Venice, 1468. Wendelin von Speyer has just arrived from Germany with the foundations of a cultural revolution: Gutenberg's movable type. Together with the young editor Bruno Uguccione and the seductive scribe Felice Feliciano, he starts the city's first printing press. While Bruno and Felice become entwined in an obsessive love triangle with a beautiful Dalmatian woman named Sosia, Wendelin tempts the fates by publishing the first edition of the erotic...

Customer Reviews

5 ratings

Captivating

Fueled with love and desire, THE FLOATING BOOK pulls you under, casting its spell, drowning you into the fascinating world of 15th century Venice.

Old World Dream

I absolutly loved this book. I couldn't put it down and when I had to, I couldn't stop thinking about it. A beautiful and also horrible love story.

Poems, Printers and Lyric Floozies among the Canals

I first saw this book in JUST ARRIVED hardback section of BORDERS. It was the beautiful cover art (and the different typefaces) in the book. Being attracted to all things--literary (books about books), I bought it, thinking I'd be reading about a fabulous book printed in Venice by Wendelin von Speyer. I was expecting Von Speyer to be a Marco Polo of printers. But I found a more ordinary man (although no less fascinating) . . . truly I thought he had more merchant than artisan in his soul. And this book is about how he tried to tailor himself into the peculiar suit of a Venetian of that day. The prose is beautiful. It reminded me of Tanith Lee, a dark fantasist and to a lesser extent, Patricia McKillip. But it took me a while to figure out that the use of a specific typeface was related to the narrator of the tale. There is Catullus who writes the book that Wendelin Von Speyer eventually prints several hundred years later-- at great personal cost. There is Wendelin himself, the German printer who remains an outsider of Venice . . . until the end of the book. There is his superstitious and annoying wife--Lussieta--who was so needy I wanted to choke her. There is the most fascinating nymphomaniac in literature, Sosia. And the strange nun/abortionist Gentilia who nursed an unhealthy love for Bruno, her brother who is one of Sosia's legion of lovers. (Her scruples, such as they are, allow her to bed only Venetians.) There's Fra Fillipo--the Pat Robertson of Venice and his little pervy sidekick, Ianno who has a very lively and picturesque birthmark on the side of his head. All these characters' lives revolve around Catullus book. How can one not be enamoured by this story. And there's a killer ending too!!!! This would be a great HBO mini-series.

A book that has everything

Gorgeous prose, vivid social and cultural commentary, an evocative portrait of the most romantic city in the world, astonishing historical detail, and the steamiest sex to adorn a serious novel since "The Crimson Petal and the White" are all packed into this wonderful book. The plot is gripping, the history is real, the writing is mesmerizing. If you are going to Venice soon, "The Floating Book" will enhance your trip. If you can't get there, the novel is not a bad consolation.

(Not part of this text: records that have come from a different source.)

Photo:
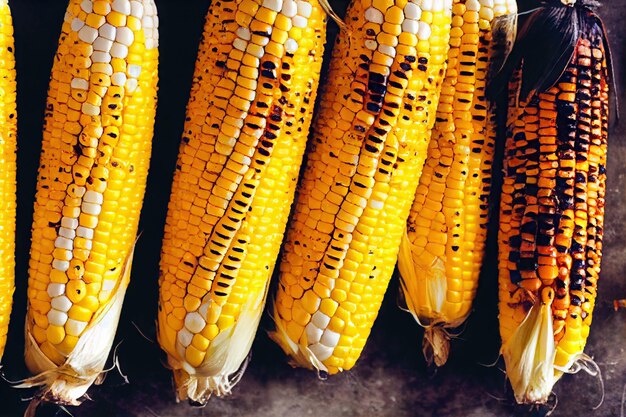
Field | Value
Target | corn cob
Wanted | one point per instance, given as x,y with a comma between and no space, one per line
247,124
552,209
441,253
8,132
92,174
370,141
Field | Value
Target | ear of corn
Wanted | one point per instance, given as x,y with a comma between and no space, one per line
94,163
441,253
247,124
8,131
369,144
552,209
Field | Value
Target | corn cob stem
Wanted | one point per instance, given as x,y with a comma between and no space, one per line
247,124
552,210
93,169
441,252
369,145
8,145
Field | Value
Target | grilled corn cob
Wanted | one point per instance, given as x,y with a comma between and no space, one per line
369,144
92,174
8,131
552,209
441,253
247,124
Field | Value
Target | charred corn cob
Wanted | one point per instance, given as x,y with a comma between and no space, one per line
552,209
92,174
441,252
8,131
247,124
369,144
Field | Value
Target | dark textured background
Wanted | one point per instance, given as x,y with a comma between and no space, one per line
391,378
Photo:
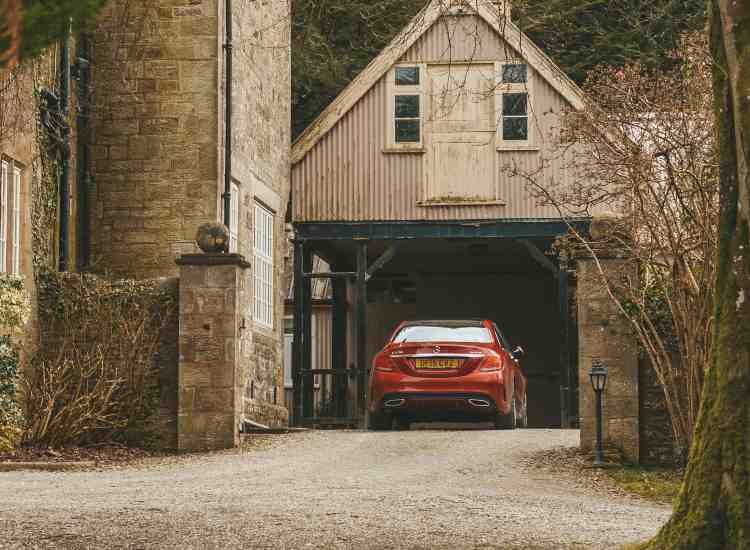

Just too much; but still a good read

This could have been an absolutely fantastic historical novel; however, I feel the author attempted to intertwine too many characters and too many plot lines. Bringing the German printing press to Venice provides a great backbone for the plot; however, the switching back and forth to the ancient poet and the sexual escapades of some woman named Clodia is just confusing. I guess the author wanted us to become as enthralled with the erotic poems as the Venetians were; however, for me it just didn't work. The details of the city, the differences in personality between the Venetians and the German printer, the superstitions, and the effect of the printing press are wonderful. In all, very good historical read, but one that I almost abandoned due to excesses -- in wording and in characters. (Sometimes I had to stop to read a sentence over and ask myself "what in the world did that mean?"). The character of Sosia is as one editor described "over the top" while other characters such as von Speyer are easily believable.